Perrier is delightfully vocal about her distinctive way of creating her art as it allows her to bring out lots of color and energy. In fact when you watch her create her paintings, her abounding exuberance is evident. She describes her style this way…. “When I had a brush in my hand, the instinct was to paint every detail. The finger painting has both liberated and challenged me to find a way to tell the story with color and texture…”

She begins her process by staining the canvas with several layers of color. She is quite a gifted and amusing presenter, and she becomes more animated as the presentation progresses. Then comes the fun part, as she starts to finger paint more and more layers of color on her surface, as her fingers begin to dance across the canvas.  In what seems like magic, forms begin to appear from what a few minutes before seemed to be shapeless blobs of paint. She says that she begins with an idea in mind, but like all experienced  artists, she says that she is “prepared to go in the direction my applications are taking me.”

The Art League is composed of members of many media and skill sets.
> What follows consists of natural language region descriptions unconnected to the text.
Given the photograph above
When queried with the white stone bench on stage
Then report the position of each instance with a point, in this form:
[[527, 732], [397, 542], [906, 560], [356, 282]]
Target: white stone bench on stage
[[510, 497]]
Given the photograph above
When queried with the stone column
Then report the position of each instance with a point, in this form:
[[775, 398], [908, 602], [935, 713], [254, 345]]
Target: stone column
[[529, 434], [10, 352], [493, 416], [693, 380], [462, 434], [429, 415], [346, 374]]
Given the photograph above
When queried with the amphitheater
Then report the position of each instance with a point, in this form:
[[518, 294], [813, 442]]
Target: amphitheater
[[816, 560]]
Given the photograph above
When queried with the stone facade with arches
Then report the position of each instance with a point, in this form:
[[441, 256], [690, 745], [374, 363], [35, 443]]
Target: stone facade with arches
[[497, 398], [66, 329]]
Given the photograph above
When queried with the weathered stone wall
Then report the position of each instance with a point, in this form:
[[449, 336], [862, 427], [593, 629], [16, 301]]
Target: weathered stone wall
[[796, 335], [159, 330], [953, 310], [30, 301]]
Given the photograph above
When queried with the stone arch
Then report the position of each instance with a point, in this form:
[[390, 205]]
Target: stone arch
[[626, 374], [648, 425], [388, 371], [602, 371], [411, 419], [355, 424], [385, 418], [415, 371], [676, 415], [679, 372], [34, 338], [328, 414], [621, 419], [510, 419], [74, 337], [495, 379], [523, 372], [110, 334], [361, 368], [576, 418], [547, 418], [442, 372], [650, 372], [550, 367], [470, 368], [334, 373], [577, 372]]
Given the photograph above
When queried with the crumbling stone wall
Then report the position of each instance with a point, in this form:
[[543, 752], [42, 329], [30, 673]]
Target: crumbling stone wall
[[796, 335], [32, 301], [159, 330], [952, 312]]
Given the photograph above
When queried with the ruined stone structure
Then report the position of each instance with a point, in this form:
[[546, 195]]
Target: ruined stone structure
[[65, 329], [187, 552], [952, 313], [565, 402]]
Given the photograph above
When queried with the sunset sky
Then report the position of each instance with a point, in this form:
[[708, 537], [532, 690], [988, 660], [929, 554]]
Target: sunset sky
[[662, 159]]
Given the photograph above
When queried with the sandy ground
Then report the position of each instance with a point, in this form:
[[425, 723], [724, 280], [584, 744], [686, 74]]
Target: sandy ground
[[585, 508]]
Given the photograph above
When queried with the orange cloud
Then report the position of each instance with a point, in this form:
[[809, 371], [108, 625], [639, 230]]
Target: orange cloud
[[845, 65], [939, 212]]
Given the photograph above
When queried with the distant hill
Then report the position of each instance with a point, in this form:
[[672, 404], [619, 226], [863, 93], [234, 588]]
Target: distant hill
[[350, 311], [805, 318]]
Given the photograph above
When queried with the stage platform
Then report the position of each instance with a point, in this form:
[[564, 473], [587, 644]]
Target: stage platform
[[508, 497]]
It allows for exchange of ideas and finding out about exhibition opportunities and sources for supplies. The Art League of Henderson County, NC, is open to all who are interested in fine art. The organization meets monthly on the second Sunday of each month (3rd Sunday in May), at Opportunity House, 1411 Asheville Highway, Hendersonville, NC. (There is ample on-site parking which is handicapped accessible.) The social time begins at 1:30pm, with a short business meeting beginning at 2pm. An art related presentation then follows until 4pm. Guests are welcome.